Kashyap Desai <kashyap.desai@xxxxxxxxxxxx> · Mon, 29 Jan 2018 22:12:09 +0530

> -----Original Message-----
> From: Bart Van Assche [mailto:bart.vanassche@xxxxxxx]
> Sent: Monday, January 29, 2018 10:08 PM
> To: Elliott, Robert (Persistent Memory); Hannes Reinecke;
> lsf-pc@lists.linux-
> foundation.org
> Cc: linux-scsi@xxxxxxxxxxxxxxx; linux-nvme@xxxxxxxxxxxxxxxxxxx; Kashyap
> Desai
> Subject: Re: [LSF/MM TOPIC] irq affinity handling for high CPU count
> machines
>
> On 01/29/18 07:41, Elliott, Robert (Persistent Memory) wrote:
> >> -----Original Message-----
> >> From: Linux-nvme [mailto:linux-nvme-bounces@xxxxxxxxxxxxxxxxxxx] On
> >> Behalf Of Hannes Reinecke
> >> Sent: Monday, January 29, 2018 3:09 AM
> >> To: lsf-pc@xxxxxxxxxxxxxxxxxxxxxxxxxx
> >> Cc: linux-nvme@xxxxxxxxxxxxxxxxxxx; linux-scsi@xxxxxxxxxxxxxxx;
> >> Kashyap Desai <kashyap.desai@xxxxxxxxxxxx>
> >> Subject: [LSF/MM TOPIC] irq affinity handling for high CPU count
> >> machines
> >>
> >> Hi all,
> >>
> >> here's a topic which came up on the SCSI ML (cf thread '[RFC 0/2]
> >> mpt3sas/megaraid_sas: irq poll and load balancing of reply queue').
> >>
> >> When doing I/O tests on a machine with more CPUs than MSIx vectors
> >> provided by the HBA we can easily setup a scenario where one CPU is
> >> submitting I/O and the other one is completing I/O. Which will result
> >> in the latter CPU being stuck in the interrupt completion routine for
> >> basically ever, resulting in the lockup detector kicking in.
> >>
> >> How should these situations be handled?
> >> Should it be made the responsibility of the drivers, ensuring that
> >> the interrupt completion routine is terminated after a certain time?
> >> Should it be made the responsibility of the upper layers?
> >> Should it be the responsibility of the interrupt mapping code?
> >> Can/should interrupt polling be used in these situations?
> >
> > Back when we introduced scsi-mq with hpsa, the best approach was to
> > route interrupts and completion handling so each CPU core handles its
> > own submissions; this way, they are self-throttling.

Ideal scenario is to make sure submitter is interrupted for completion.  It
is not possible to manage via any tuning like rq_affinity=2 (and --exact
irqbalance policy), if we have more # of CPUs than MSI-x vector supported by
controllers.
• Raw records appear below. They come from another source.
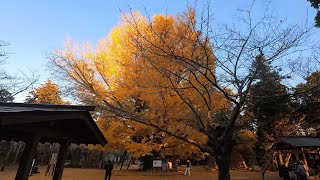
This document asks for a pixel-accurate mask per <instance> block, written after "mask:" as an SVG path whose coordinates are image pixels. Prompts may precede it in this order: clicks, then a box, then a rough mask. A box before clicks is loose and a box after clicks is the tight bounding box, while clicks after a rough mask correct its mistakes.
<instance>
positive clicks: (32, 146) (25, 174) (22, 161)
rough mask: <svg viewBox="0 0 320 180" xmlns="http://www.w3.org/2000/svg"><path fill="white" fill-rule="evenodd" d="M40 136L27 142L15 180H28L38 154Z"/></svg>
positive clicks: (19, 165) (26, 141) (22, 154)
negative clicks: (33, 159) (34, 156)
mask: <svg viewBox="0 0 320 180" xmlns="http://www.w3.org/2000/svg"><path fill="white" fill-rule="evenodd" d="M39 140H40V137H39V136H34V137H32V139H31V140H29V141H26V146H25V148H24V150H23V154H22V157H21V160H20V163H19V168H18V170H17V174H16V178H15V180H27V179H28V177H29V174H30V170H31V165H32V160H33V158H34V156H35V154H36V152H37V147H38V142H39Z"/></svg>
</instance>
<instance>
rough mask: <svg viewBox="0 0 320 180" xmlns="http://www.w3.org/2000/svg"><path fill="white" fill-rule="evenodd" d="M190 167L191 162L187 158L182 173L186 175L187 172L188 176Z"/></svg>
mask: <svg viewBox="0 0 320 180" xmlns="http://www.w3.org/2000/svg"><path fill="white" fill-rule="evenodd" d="M190 167H191V162H190V160H189V159H188V160H187V165H186V171H185V172H184V175H185V176H186V175H187V174H188V176H190V175H191V173H190Z"/></svg>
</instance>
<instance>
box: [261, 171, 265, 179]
mask: <svg viewBox="0 0 320 180" xmlns="http://www.w3.org/2000/svg"><path fill="white" fill-rule="evenodd" d="M264 174H265V172H262V173H261V179H262V180H264Z"/></svg>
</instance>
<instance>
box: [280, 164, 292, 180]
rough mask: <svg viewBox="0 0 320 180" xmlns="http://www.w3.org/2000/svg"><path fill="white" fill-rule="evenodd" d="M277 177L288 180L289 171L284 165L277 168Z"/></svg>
mask: <svg viewBox="0 0 320 180" xmlns="http://www.w3.org/2000/svg"><path fill="white" fill-rule="evenodd" d="M279 176H280V178H282V177H283V179H284V180H290V176H289V169H288V167H287V166H286V165H285V164H281V166H280V167H279Z"/></svg>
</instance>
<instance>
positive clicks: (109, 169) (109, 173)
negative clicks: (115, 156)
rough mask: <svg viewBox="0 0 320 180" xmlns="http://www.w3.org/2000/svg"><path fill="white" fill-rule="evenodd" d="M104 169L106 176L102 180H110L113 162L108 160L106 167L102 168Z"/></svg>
mask: <svg viewBox="0 0 320 180" xmlns="http://www.w3.org/2000/svg"><path fill="white" fill-rule="evenodd" d="M104 169H105V170H106V175H105V177H104V180H107V178H108V180H110V179H111V173H112V169H113V162H112V161H111V160H110V159H109V160H108V161H107V163H106V165H105V166H104Z"/></svg>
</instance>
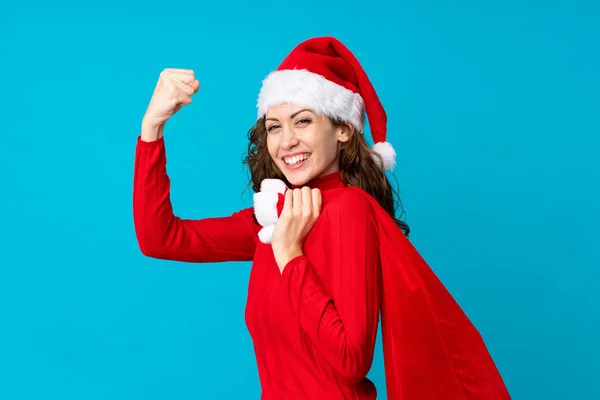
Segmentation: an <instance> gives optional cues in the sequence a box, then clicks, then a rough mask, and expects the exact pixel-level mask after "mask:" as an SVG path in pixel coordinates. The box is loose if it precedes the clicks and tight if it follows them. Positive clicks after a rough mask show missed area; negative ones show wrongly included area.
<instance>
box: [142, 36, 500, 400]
mask: <svg viewBox="0 0 600 400" xmlns="http://www.w3.org/2000/svg"><path fill="white" fill-rule="evenodd" d="M198 88H199V83H198V81H197V80H196V79H195V76H194V73H193V72H192V71H189V70H177V69H168V70H165V71H164V72H163V73H162V74H161V77H160V79H159V82H158V84H157V87H156V90H155V93H154V95H153V97H152V100H151V101H150V105H149V106H148V110H147V112H146V115H145V117H144V119H143V123H142V133H141V135H140V136H139V137H138V142H137V151H136V163H135V179H134V218H135V228H136V234H137V238H138V242H139V245H140V249H141V251H142V253H143V254H145V255H147V256H149V257H155V258H160V259H168V260H177V261H185V262H218V261H252V262H253V263H252V271H251V275H250V281H249V287H248V299H247V306H246V315H245V316H246V323H247V326H248V329H249V332H250V334H251V336H252V340H253V342H254V347H255V352H256V360H257V365H258V371H259V377H260V382H261V386H262V390H263V394H262V398H263V399H332V400H333V399H374V398H376V389H375V387H374V385H373V383H372V382H371V381H370V380H369V379H367V378H366V375H367V373H368V371H369V369H370V367H371V363H372V359H373V351H374V346H375V338H376V333H377V324H378V316H379V312H380V311H381V313H382V327H383V346H384V359H385V368H386V381H387V389H388V398H389V399H408V400H412V399H508V398H509V396H508V392H507V391H506V388H505V387H504V384H503V382H502V379H501V377H500V374H499V373H498V371H497V369H496V367H495V365H494V363H493V361H492V359H491V357H490V355H489V353H488V352H487V350H486V347H485V344H484V343H483V340H482V339H481V338H480V336H479V334H478V333H477V331H476V329H475V328H474V327H473V326H472V324H471V323H470V322H469V320H468V319H467V317H466V316H465V315H464V313H463V312H462V311H461V309H460V307H459V306H458V305H457V304H456V303H455V302H454V300H453V299H452V297H451V296H450V294H449V293H448V292H447V291H446V290H445V288H444V287H443V285H442V284H441V283H440V282H439V280H437V278H436V277H435V275H434V274H433V272H432V271H431V269H430V268H429V267H428V266H427V264H426V263H425V262H424V260H423V259H422V258H421V257H420V256H419V254H418V253H417V251H416V250H415V249H414V248H413V247H412V245H411V244H410V242H409V241H408V239H407V237H406V236H407V235H408V232H409V230H408V226H407V225H406V224H405V223H403V222H400V221H398V220H396V219H395V217H394V214H395V210H394V201H393V197H392V191H391V187H390V185H389V182H388V181H387V178H386V176H385V170H391V169H393V167H394V162H395V153H394V150H393V148H392V147H391V145H390V144H389V143H388V142H386V140H385V126H386V114H385V111H384V109H383V107H382V105H381V103H380V102H379V100H378V98H377V95H376V93H375V90H374V89H373V87H372V85H371V83H370V81H369V79H368V77H367V75H366V74H365V72H364V71H363V70H362V68H361V66H360V64H359V62H358V60H357V59H356V58H355V57H354V56H353V55H352V53H351V52H350V51H349V50H348V49H347V48H346V47H345V46H344V45H343V44H342V43H341V42H339V41H338V40H336V39H335V38H331V37H318V38H313V39H309V40H307V41H305V42H303V43H301V44H300V45H298V46H297V47H296V48H294V49H293V50H292V52H291V53H290V54H289V55H288V56H287V57H286V58H285V59H284V60H283V62H282V63H281V65H280V66H279V68H278V69H277V70H276V71H273V72H272V73H271V74H269V75H268V76H267V78H266V79H265V80H264V81H263V85H262V88H261V90H260V93H259V96H258V120H257V123H256V125H255V126H254V127H253V128H252V129H251V130H250V132H249V139H250V145H249V151H248V156H247V158H246V163H247V164H248V167H249V169H250V172H251V175H252V184H253V188H254V190H255V192H256V193H255V195H254V200H255V204H254V206H253V207H249V208H246V209H242V210H240V211H237V212H234V213H233V214H231V215H230V216H226V217H216V218H205V219H200V220H183V219H180V218H178V217H176V216H174V215H173V210H172V206H171V202H170V198H169V178H168V176H167V174H166V157H165V147H164V139H163V136H162V134H163V129H164V124H165V122H166V121H167V119H168V118H169V117H171V116H172V115H173V114H174V113H175V112H177V110H179V109H180V107H182V106H184V105H186V104H189V103H190V102H191V96H193V94H194V93H196V92H197V91H198ZM365 113H366V115H367V116H368V120H369V126H370V128H371V134H372V136H373V140H374V143H375V145H374V146H373V148H372V149H369V148H368V147H367V145H366V142H365V139H364V137H363V136H362V135H363V132H364V122H365V118H364V115H365Z"/></svg>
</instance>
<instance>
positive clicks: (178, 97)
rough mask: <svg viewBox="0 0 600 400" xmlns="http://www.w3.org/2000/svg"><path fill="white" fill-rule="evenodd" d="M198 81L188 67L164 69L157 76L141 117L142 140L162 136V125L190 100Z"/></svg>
mask: <svg viewBox="0 0 600 400" xmlns="http://www.w3.org/2000/svg"><path fill="white" fill-rule="evenodd" d="M199 87H200V82H198V80H197V79H196V77H195V76H194V71H192V70H189V69H176V68H166V69H164V70H163V71H162V72H161V73H160V76H159V78H158V82H157V83H156V87H155V88H154V93H153V94H152V98H151V99H150V104H148V108H147V109H146V114H145V115H144V118H143V119H142V140H145V141H153V140H156V139H159V138H160V137H161V136H162V133H163V129H164V125H165V123H166V122H167V120H168V119H169V118H170V117H171V116H173V115H174V114H175V113H176V112H177V111H179V110H180V109H181V107H183V106H185V105H188V104H190V103H191V102H192V95H194V94H195V93H196V92H197V91H198V89H199Z"/></svg>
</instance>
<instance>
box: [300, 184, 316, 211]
mask: <svg viewBox="0 0 600 400" xmlns="http://www.w3.org/2000/svg"><path fill="white" fill-rule="evenodd" d="M301 193H302V216H303V217H304V218H310V217H312V213H313V209H312V206H313V202H312V190H311V188H309V187H308V186H304V187H303V188H302V191H301Z"/></svg>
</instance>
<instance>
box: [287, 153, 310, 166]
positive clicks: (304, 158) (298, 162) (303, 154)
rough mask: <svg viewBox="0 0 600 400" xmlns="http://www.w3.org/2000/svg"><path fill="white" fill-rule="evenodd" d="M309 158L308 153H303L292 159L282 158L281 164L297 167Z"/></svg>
mask: <svg viewBox="0 0 600 400" xmlns="http://www.w3.org/2000/svg"><path fill="white" fill-rule="evenodd" d="M310 156H311V154H310V153H304V154H300V155H297V156H294V157H284V158H283V162H284V163H286V165H289V166H293V165H297V164H300V163H301V162H303V161H306V160H308V159H309V158H310Z"/></svg>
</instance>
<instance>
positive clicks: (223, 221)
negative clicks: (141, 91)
mask: <svg viewBox="0 0 600 400" xmlns="http://www.w3.org/2000/svg"><path fill="white" fill-rule="evenodd" d="M198 87H199V83H198V81H197V80H196V79H195V77H194V73H193V71H190V70H180V69H166V70H164V71H163V72H162V73H161V75H160V77H159V80H158V83H157V85H156V88H155V90H154V94H153V96H152V99H151V100H150V104H149V106H148V109H147V111H146V114H145V115H144V118H143V121H142V132H141V134H140V135H139V136H138V138H137V144H136V153H135V166H134V183H133V185H134V187H133V216H134V225H135V232H136V237H137V240H138V244H139V247H140V250H141V251H142V253H143V254H144V255H146V256H149V257H153V258H159V259H165V260H174V261H186V262H218V261H250V260H252V258H253V255H254V250H255V248H256V243H257V234H258V230H259V228H260V226H258V224H256V223H255V222H254V217H253V209H252V208H246V209H243V210H240V211H237V212H235V213H233V214H231V215H229V216H224V217H214V218H204V219H196V220H192V219H182V218H180V217H177V216H175V215H174V213H173V207H172V204H171V199H170V179H169V177H168V175H167V171H166V163H167V161H166V152H165V143H164V137H163V130H164V125H165V123H166V121H167V120H168V119H169V118H170V117H171V116H173V115H174V114H175V113H176V112H177V111H178V110H179V109H180V108H181V107H182V106H184V105H187V104H190V103H191V101H192V100H191V96H192V95H193V94H194V93H196V91H197V90H198Z"/></svg>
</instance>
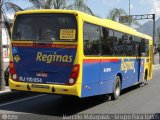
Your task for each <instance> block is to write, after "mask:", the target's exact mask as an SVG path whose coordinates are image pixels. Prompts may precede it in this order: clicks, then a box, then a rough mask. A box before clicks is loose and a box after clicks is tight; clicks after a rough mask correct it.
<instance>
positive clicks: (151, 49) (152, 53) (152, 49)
mask: <svg viewBox="0 0 160 120" xmlns="http://www.w3.org/2000/svg"><path fill="white" fill-rule="evenodd" d="M152 65H153V46H152V45H151V46H150V47H149V77H150V78H151V77H152Z"/></svg>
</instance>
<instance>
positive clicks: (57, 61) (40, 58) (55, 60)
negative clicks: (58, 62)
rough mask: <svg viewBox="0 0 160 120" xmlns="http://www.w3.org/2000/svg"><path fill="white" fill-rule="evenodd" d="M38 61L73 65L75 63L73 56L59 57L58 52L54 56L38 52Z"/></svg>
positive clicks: (36, 56)
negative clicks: (71, 64)
mask: <svg viewBox="0 0 160 120" xmlns="http://www.w3.org/2000/svg"><path fill="white" fill-rule="evenodd" d="M36 61H40V62H41V61H42V62H46V63H52V62H61V63H71V62H72V61H73V56H72V55H70V56H69V55H58V54H57V53H56V52H54V53H53V54H43V53H42V52H38V53H37V56H36Z"/></svg>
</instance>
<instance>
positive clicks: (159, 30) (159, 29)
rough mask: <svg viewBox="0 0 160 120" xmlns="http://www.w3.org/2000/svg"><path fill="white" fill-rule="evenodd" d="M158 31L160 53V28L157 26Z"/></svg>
mask: <svg viewBox="0 0 160 120" xmlns="http://www.w3.org/2000/svg"><path fill="white" fill-rule="evenodd" d="M157 33H158V41H159V44H158V52H159V53H160V28H157Z"/></svg>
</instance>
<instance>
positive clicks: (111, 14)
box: [107, 8, 127, 22]
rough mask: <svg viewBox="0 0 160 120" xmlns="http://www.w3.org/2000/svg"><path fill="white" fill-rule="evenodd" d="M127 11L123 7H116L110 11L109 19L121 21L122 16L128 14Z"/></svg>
mask: <svg viewBox="0 0 160 120" xmlns="http://www.w3.org/2000/svg"><path fill="white" fill-rule="evenodd" d="M126 15H127V13H126V12H125V11H124V10H123V9H118V8H114V9H112V10H111V11H110V12H109V15H108V17H107V18H108V19H111V20H113V21H116V22H119V17H120V16H126Z"/></svg>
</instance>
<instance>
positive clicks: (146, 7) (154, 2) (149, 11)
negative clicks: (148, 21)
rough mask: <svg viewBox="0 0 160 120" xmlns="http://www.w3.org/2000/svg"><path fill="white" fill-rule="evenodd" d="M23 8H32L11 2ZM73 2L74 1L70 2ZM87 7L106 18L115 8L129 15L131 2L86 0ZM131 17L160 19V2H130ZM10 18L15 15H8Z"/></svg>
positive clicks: (16, 3)
mask: <svg viewBox="0 0 160 120" xmlns="http://www.w3.org/2000/svg"><path fill="white" fill-rule="evenodd" d="M11 1H12V2H13V3H15V4H17V5H18V6H20V7H22V8H27V7H31V6H32V4H30V3H29V2H28V1H27V0H11ZM68 1H72V0H68ZM85 1H86V4H87V6H89V8H90V9H91V10H92V11H93V13H94V14H96V15H98V16H99V17H101V18H106V17H107V16H108V14H109V12H110V11H111V10H112V9H113V8H121V9H124V10H125V11H126V12H127V13H129V0H85ZM130 6H131V7H130V8H131V10H130V11H131V15H142V14H156V18H157V19H158V18H159V17H160V7H159V6H160V0H130ZM8 15H9V17H10V18H12V17H13V15H12V14H11V13H8Z"/></svg>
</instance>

If we use irq poll interface with good amount of weights in irq
poll API, we will no more see CPU lockups because low level driver will quit
ISR routine after each weighted completion. There will be always chance that
we will have back to back pressure on the same CPU for completion, but irq
poll design will manage to run watchdog task and timestamp will updated.
Using irq poll we may see close to 100% CPU consumption, but there will be
no  lockup detection.

>
> That approach may work for the hpsa adapter but I'm not sure whether it
> works for all adapter types. It has already been observed with the SRP
> initiator
> driver running inside a VM that a single core spent all its time
> processing IB
> interrupts.
>
> Additionally, only initiator workloads are self-throttling. Target style
> workloads are not self-throttling.
>
> In other words, I think it's worth to discuss this topic further.
>
> Bart.
>